The server does not:

  • Train models.
  • Compute metrics or run training loops.

2. Knowledge Retrieval

  • Query the knowledge base via a KnowledgeBridge.
  • Cache knowledge retrieval results.
  • Validate retrieved knowledge against the agent context.
  • Attach knowledge citations to responses.

The server does not own:

  • Knowledge base updates or curation.

3. Result Formatting

  • Transform agent results into the API response schema.
  • Prioritize findings by severity and confidence.
  • Format recommendations as concrete steps.

4. Error Handling

  • Validate incoming requests against the schema.
  • Handle MLflow connection failures.
  • Manage agent timeouts and execution errors.
  • Return structured error messages.

Server Boundaries

What the server does:

  • ✅ Run AI analysis on artifacts.
  • ✅ Query and cache knowledge.
  • ✅ Return structured results.

What the server does not do:

  • ❌ Compute or generate artifacts.
  • ❌ Store artifacts permanently.
  • ❌ Log to MLflow.
  • ❌ Train models.
  • ❌ Manage user sessions.

Client Responsibilities

The DeepFix SDK (client) is responsible for:

1. Artifact Computation

  • Generate datasets, Deepchecks reports, model checkpoints.
  • Compute training metrics and logs.
  • Run data quality checks and extract statistics.

2. Artifact Recording

  • Store artifacts in an MLflow tracking server or local store.
  • Tag artifacts with metadata (dataset name, run ID, etc.).
  • Handle artifact upload errors and retries.

3. Workflow Integration

  • Integrate with PyTorch Lightning (callbacks/hooks).
  • Integrate with MLflow experiments.
  • Support notebooks, scripts, and pipelines.

4. Client Communication

  • Send analysis requests to the DeepFix server.
  • Handle server responses and errors.
  • Implement retry logic for transient failures.
  • Provide clear error messages to users.

5. Result Processing

  • Parse server responses.
  • Display results in notebooks, logs, or UIs.
  • Optionally store results back into MLflow.

Client Boundaries

What the client does:

  • ✅ Compute artifacts (datasets, checks, metrics).
  • ✅ Store artifacts in MLflow.
  • ✅ Send analysis requests.
  • ✅ Render results to users.

What the client does not do:

  • ❌ Run AI analysis.
  • ❌ Query the knowledge base directly.
  • ❌ Manage server state.

Communication Protocol

REST API

The client and server communicate via a JSON-over-HTTP API.

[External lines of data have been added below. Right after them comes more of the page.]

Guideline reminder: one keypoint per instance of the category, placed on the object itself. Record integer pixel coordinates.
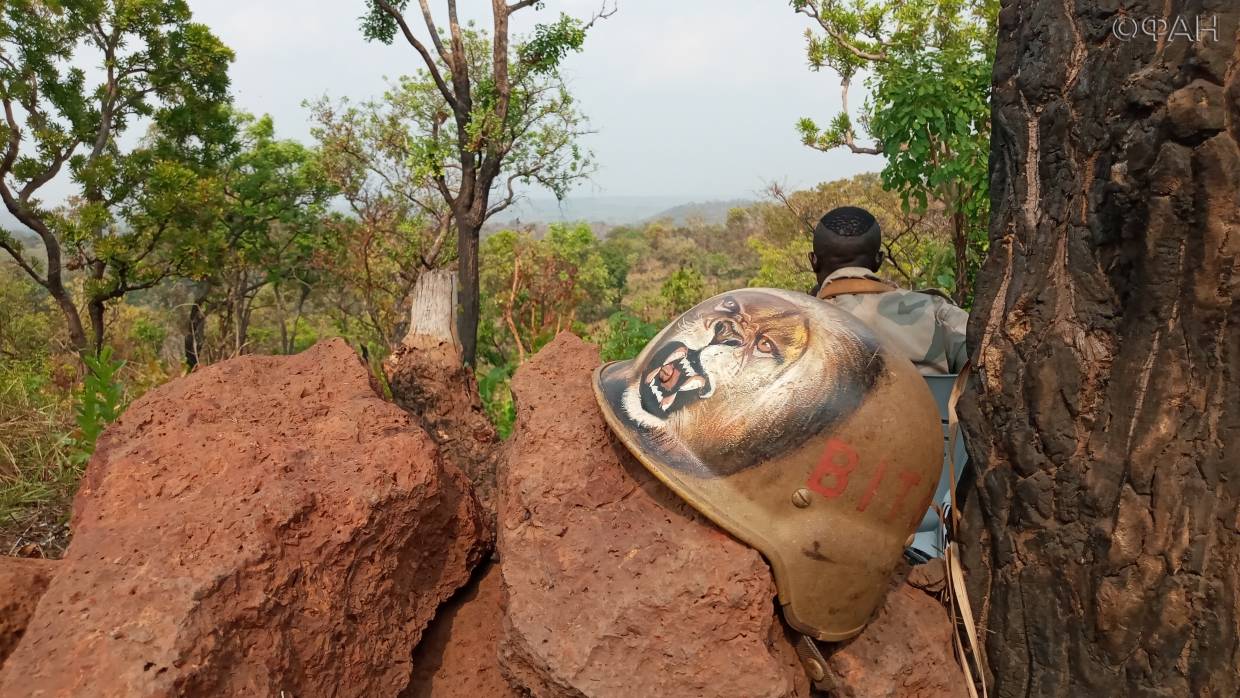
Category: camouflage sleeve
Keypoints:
(954, 320)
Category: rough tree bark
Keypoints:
(1104, 537)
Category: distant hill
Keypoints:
(709, 212)
(606, 212)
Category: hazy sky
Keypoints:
(690, 98)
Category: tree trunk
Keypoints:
(960, 241)
(1102, 542)
(430, 316)
(430, 382)
(468, 291)
(195, 336)
(97, 310)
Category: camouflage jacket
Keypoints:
(924, 326)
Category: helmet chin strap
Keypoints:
(814, 662)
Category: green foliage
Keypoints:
(99, 402)
(929, 70)
(551, 44)
(918, 244)
(532, 289)
(682, 290)
(495, 388)
(624, 336)
(137, 210)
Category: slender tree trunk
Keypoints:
(77, 332)
(96, 309)
(195, 336)
(468, 290)
(1102, 542)
(960, 241)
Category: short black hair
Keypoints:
(847, 237)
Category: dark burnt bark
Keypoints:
(1102, 542)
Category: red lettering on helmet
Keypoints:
(832, 465)
(872, 486)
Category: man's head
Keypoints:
(846, 237)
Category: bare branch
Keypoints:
(422, 50)
(520, 5)
(434, 32)
(850, 136)
(48, 175)
(811, 10)
(21, 259)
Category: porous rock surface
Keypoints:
(267, 526)
(22, 583)
(456, 657)
(614, 587)
(428, 381)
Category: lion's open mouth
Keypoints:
(673, 379)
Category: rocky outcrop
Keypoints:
(22, 583)
(456, 657)
(615, 588)
(428, 381)
(267, 526)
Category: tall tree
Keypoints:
(929, 66)
(269, 232)
(134, 213)
(511, 118)
(398, 225)
(1104, 542)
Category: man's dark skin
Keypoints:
(846, 237)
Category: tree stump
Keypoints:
(430, 382)
(1104, 538)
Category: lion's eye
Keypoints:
(726, 334)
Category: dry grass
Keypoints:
(37, 476)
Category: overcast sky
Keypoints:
(690, 98)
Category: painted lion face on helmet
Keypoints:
(742, 377)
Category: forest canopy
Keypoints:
(196, 232)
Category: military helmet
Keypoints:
(788, 423)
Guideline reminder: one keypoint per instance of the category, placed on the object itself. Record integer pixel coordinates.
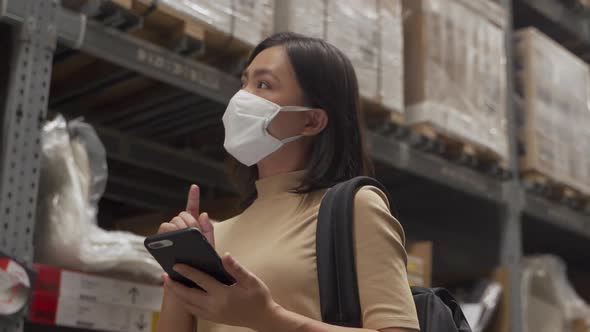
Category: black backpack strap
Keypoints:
(339, 296)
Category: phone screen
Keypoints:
(187, 246)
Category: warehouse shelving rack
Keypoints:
(488, 222)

  • Endpoint: POST /v1/analyse
  • Protocol: HTTP/HTTPS
  • Format: JSON

Request format:

{
  "dataset_name": "my-dataset",
  "dataset_artifacts": {},
  "deepchecks_artifacts": {},
  "model_checkpoint_artifacts": {},
  "training_artifacts": {},
  "language": "english"
}

Response format:

{
  "agent_results": {},
  "summary": "Cross-artifact summary...",
  "additional_outputs": {
    "recommendations": [],
    "citations": []
  },
  "error_messages": {}
}

Error Handling

Typical server errors:

  • 400 Bad Request: invalid request.
  • 404 Not Found: artifacts not found.
  • 500 Internal Server Error: server error.
  • 503 Service Unavailable: overloaded or offline.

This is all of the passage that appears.